Village in Eidfjord Municipality, Norway

Eidfjord is the administrative centre of Eidfjord Municipality in Vestland county, Norway. The village is located on the shore of the Eidfjorden, an inner branch of the large Hardangerfjorden. The village sits about 15 km east of the Hardanger Bridge along the Norwegian National Road 7.

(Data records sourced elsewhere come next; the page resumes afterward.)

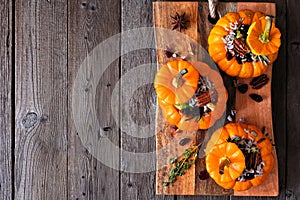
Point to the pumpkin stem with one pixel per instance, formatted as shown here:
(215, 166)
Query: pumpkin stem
(265, 36)
(224, 162)
(178, 81)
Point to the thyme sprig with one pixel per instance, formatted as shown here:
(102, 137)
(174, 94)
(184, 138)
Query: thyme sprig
(181, 165)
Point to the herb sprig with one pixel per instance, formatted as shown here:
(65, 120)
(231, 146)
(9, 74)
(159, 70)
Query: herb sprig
(181, 165)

The 0.75 km2 village has a population (2025) of 571 and a population density of 761 PD/km2. This makes it the largest settlement in the municipality, with over half of Eidfjord's residents living in this village.

==Economy==
The village is the main commercial and government centre for the whole municipality. The village is a tourist destination with a quay for summertime cruise ships that sail along the fjord. The Hardangervidda plateau and the Hardangerjøkulen glacier are both located nearby. The Måbødalen valley and the famous Vøringfossen waterfall are a short distance away. This is why Eidfjord is home to many hotels, guest houses, and camp sites, as well as souvenir shops. The only school in the municipality, Lægreid School, is located here too.

==Geography==
Eidfjord is located between the Eidfjorden (on the north side of the village) and the large lake Eidfjordvatnet (on the south side of the village). The short river Eio runs between the lake and the village. The village of Øvre Eidfjord lies about 6 km south of Eidfjord, on the south side of the lake Eidfjordvatnet.

==History==
The village has been inhabited for a long time. There are Viking Age burial mounds located just up the hill from the village on a small plateau. The Old Eidfjord Church was built in Eidfjord in 1309. It was in continuous use until 1981 when the new Eidfjord Church was built just northwest of the old church.